The lottery referendum could get its first review Tuesday afternoon in the House Rules Committee.
Support for the referendum lacks about five votes according to Rep. Bill Owens, D-Pasquotank County.
Before a session Monday night, House Speaker Jim Black met with the House Leadership. After the meeting, Black said a House committee will be taking up the issue Tuesday. A vote on the lottery bill by the full House could come as soon as Wednesday.
"Every representative represents 65,000 people and I think if a member wants to bring a bill through the bill process, if they have the votes to do that, then it should be heard," Black said.
Black stopped short of saying whether there are enough votes to pass the lottery bill. If the timetable holds true, the Senate could be debating the lottery bill by the end of the week.
"It is so amazing to me that it is so difficult to get lawmakers to vote for something so popular that so many people want, when they are willing to vote for so many things that people don't want," said Gov. Mike Easley.
Easley said state-sponsored gambling could generate millions of dollars to fund early education programs and reduce class size.
State Representative Bill Owens has sponsored no less than six lottery initiatives during his eight terms in the House.
"I see it as a voluntary tax, the people are going to do it. They are going to do it regardless," Owens said.
Chuck Neely, of Citizens United Against the Lottery, said the House would vote down a straight lottery. He said the House leadership is using a referendum to sneak in the back door.
"And then they are going to use that to attempt to sledgehammer and jimmy this thing through over people's best judgement. I think it is a sorry way to do business, to do legislative business, and I think frankly it's illegal," he said.
The 27 members of the House Rules Committee must first clear lottery legislation before it can be brought to a vote in the full House. The Rules Committee meets Tuesday afternoon.

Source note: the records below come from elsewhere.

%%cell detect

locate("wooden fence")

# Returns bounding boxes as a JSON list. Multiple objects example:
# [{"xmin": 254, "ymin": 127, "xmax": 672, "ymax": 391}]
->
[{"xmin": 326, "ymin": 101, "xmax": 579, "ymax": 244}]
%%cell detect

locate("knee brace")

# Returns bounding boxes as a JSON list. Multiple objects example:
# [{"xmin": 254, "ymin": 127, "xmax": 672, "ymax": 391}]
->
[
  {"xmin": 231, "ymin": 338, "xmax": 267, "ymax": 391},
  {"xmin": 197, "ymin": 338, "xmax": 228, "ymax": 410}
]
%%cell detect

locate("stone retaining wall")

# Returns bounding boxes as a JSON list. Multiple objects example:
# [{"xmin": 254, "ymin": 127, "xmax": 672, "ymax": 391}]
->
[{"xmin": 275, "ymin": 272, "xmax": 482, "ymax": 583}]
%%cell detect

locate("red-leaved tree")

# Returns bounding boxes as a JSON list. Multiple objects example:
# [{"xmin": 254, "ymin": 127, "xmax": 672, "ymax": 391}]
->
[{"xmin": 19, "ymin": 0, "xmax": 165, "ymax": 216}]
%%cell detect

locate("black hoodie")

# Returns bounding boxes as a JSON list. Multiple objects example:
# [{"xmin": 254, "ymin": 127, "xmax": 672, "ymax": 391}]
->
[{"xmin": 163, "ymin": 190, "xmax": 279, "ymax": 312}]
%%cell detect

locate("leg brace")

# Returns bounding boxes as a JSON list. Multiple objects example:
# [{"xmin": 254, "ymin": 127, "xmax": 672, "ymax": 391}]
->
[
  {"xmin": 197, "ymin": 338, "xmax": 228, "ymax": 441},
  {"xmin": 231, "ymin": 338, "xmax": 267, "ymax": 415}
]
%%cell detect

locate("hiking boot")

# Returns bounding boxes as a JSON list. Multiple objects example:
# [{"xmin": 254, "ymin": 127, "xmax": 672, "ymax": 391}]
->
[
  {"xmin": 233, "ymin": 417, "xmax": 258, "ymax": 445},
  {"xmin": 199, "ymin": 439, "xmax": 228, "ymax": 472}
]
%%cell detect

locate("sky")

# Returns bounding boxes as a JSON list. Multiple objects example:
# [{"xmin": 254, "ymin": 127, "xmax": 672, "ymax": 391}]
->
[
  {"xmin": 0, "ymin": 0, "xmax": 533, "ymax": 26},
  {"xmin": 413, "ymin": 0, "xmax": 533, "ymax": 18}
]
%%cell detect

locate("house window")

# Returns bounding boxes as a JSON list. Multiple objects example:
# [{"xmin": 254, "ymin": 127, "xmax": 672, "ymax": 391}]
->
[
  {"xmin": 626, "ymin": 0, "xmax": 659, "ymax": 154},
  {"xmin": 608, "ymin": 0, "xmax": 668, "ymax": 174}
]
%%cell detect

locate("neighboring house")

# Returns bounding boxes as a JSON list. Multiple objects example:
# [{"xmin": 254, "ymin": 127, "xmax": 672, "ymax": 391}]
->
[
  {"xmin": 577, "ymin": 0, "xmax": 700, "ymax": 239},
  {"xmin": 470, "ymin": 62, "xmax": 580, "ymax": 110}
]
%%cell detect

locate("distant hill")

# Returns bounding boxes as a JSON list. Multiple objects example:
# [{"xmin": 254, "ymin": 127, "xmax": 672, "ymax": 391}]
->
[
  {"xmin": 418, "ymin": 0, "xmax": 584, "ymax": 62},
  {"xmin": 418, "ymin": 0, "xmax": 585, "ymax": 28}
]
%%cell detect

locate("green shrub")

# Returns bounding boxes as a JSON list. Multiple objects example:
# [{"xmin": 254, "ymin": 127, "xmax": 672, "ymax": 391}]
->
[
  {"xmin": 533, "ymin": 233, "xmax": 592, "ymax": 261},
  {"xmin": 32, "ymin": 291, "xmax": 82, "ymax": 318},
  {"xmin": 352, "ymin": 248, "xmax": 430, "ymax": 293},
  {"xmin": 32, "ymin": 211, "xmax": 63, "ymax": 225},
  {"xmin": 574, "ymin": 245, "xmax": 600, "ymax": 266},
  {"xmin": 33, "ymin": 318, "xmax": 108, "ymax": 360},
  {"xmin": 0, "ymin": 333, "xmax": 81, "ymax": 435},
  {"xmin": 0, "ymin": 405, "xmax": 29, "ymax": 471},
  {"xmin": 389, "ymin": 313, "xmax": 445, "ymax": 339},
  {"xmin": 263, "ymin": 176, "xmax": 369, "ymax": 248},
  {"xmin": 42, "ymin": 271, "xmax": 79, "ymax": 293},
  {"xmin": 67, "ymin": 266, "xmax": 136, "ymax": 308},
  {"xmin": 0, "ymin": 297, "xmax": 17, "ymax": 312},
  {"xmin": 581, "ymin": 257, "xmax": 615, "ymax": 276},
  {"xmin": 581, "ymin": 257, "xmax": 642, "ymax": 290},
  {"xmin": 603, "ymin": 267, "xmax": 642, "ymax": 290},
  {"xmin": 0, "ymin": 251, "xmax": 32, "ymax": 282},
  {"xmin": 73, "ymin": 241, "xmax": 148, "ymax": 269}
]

Should the referendum pass, it would go before voters this fall. It would be used as a most accurate poll for how voters feel about the lottery in N.C.
South Carolina lottery officials are already scratching their heads for ideas to keep loyal customers from the Tar Heel state.
To counter the potential hit from competition, the lottery would boost in-store marketing along border areas.
S.C. expects to begin a multi-state Powerball lottery in October, with players competing for millions. S.C. has a head start on N.C. If lawmakers approve a lottery, it would take about four months to get the games running.
Beyond the lottery, state House budget writers are talking about Plan B if the gridlock continues over a revenue package.
Eight days into the new fiscal year, the House is having trouble getting enough votes for a budget plan.
Plan B would be for the Legislature to adjourn without adopting the budget adjustment and the governor would have to work with the state budget plan that is already in place.